JOY RIDE
Reviewed by Harvey Karten 20th Century Fox/Regency Enterprises Director: John Dahl Writer: Clay Tarver, Jeffrey Abrams Cast: Steve Zahn, Paul Walker, Leelee Sobieski
When I was in college in the days before the Internet became a favorite way to fool people, our idea of freshman fun was to look up the people in town named Frank James. We'd call every one of them and say, "Hello, Frank? This is Jesse. We ride tonight!" I guess we thought we were original, that no one else thought of doing this--which explains why we got back nothing but yawns from our targets. Nowadays, the ante has been upped. In "Joy Ride," for example, a 19-year-old college kid and his older brother have fun with a vintage CB radio in a 1971 car newly owned by one of them. The idea for a prank comes from the shrivelled brain of Fuller Thomas (Steve Zahn), who has just been bailed out of jail for a drunk-and-disorderly charge by his more sensible and less daring brother, Lewis Thomas (Paul Walker). Lewis hooks up on the radio with a guy whose CB name is Rusty Nail (uncredited in the cast because he is never seen) and, pretending that he's a hot babe name Candy Cane offers to meet the truck driver in a specific motel. "Bring a bottle of pink champagne." Apparently when the driver, whose physical charm can be only imagined by the audience in the theaters seats, discovers that this fictitious Candy Cane is a big, grouchy guy, he decides he doesn't like being played around with and resorts extreme measures.
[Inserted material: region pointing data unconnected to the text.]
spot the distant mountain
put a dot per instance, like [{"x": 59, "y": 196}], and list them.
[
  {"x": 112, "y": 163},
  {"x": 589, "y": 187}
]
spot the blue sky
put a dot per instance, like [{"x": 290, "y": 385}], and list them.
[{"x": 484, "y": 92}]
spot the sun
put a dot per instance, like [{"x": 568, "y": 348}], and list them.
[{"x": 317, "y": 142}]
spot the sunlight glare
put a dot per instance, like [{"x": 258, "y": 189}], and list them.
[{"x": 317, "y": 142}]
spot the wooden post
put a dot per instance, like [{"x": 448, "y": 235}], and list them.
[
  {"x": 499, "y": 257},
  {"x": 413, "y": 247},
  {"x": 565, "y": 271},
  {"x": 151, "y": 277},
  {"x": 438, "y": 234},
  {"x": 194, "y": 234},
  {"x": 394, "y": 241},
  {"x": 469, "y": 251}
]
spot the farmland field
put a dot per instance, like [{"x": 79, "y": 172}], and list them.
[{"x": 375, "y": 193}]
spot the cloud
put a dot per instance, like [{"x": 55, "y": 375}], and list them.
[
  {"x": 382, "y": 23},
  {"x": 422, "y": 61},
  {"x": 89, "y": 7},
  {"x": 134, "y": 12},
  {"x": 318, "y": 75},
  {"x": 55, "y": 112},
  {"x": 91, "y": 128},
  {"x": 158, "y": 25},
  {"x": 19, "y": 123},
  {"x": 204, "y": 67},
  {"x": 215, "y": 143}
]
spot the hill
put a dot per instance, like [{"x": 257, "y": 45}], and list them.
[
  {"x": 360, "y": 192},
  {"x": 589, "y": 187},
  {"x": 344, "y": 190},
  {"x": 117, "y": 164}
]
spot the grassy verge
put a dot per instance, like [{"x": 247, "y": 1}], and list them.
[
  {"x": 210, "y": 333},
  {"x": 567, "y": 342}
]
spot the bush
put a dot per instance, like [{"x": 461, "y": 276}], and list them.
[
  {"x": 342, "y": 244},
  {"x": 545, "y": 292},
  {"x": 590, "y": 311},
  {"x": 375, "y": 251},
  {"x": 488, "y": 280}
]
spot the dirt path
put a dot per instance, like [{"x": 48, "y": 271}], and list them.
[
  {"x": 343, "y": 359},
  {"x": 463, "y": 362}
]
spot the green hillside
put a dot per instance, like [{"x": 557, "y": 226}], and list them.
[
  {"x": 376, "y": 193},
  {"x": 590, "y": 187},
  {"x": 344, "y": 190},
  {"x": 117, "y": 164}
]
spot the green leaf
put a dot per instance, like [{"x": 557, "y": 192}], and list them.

"Joy Ride" is directed by John Dahl, whose past contributions have included a top-grade B movie called "Red Rock West," about an unemployed guy played by Nicolas Cage who is mistaken for a contract killer and featuring Dennis Hopper in the role of a psycho who is the real hit man, "Lyle, from Dallas." Even better is Dahl's "The Last Seduction," with Linda Fiorentino as a sexy but pathological woman who dumps her husband, takes his drug-deal cash, and makes a local upstate guy her patsy. When put side by side with those beauties, "Joy Ride" is Dahl-disappointing, pretty conventional even if the villain is a truck rather than a human being, with the evil truck as the only thing this movie has in common with the vastly superior thriller, "Breakdown." Nor can Steve Zahn, admittedly a funny funny guy, or Paul Walker, perhaps the handsomest actor of his generation, match in acting ability Dahl favorites like Fiorentino, J.T. Walsh or Bill Pullman.
The comic antics come from Steve Zahn, who metamorphizes from a hell-raising good-time guy to one scared pup while the seriousness (and stick-like acting) comes from Walker, who as a guy completing freshman year in college is determined to change his platonic relationship with Venna (Leelee Sobieski) into something spicier. He leads her instead into the scariest adventure of her life as she is set up for cannon fodder by a truck driver (or rather by a truck--which is the only villain we can see), hoping to be rescued by her two companions in their vintage car with a vintage CB radio.
Dahl is better at staging a few scares than in making much out of Clay Tarver and J.J. Abrams' script. The highway used in Northern Nevada to stand in for Laramie, Wyoming and environs is a scary place of seedy, anonymous motels made especially hair-raising when photographed during a dark and stormy night.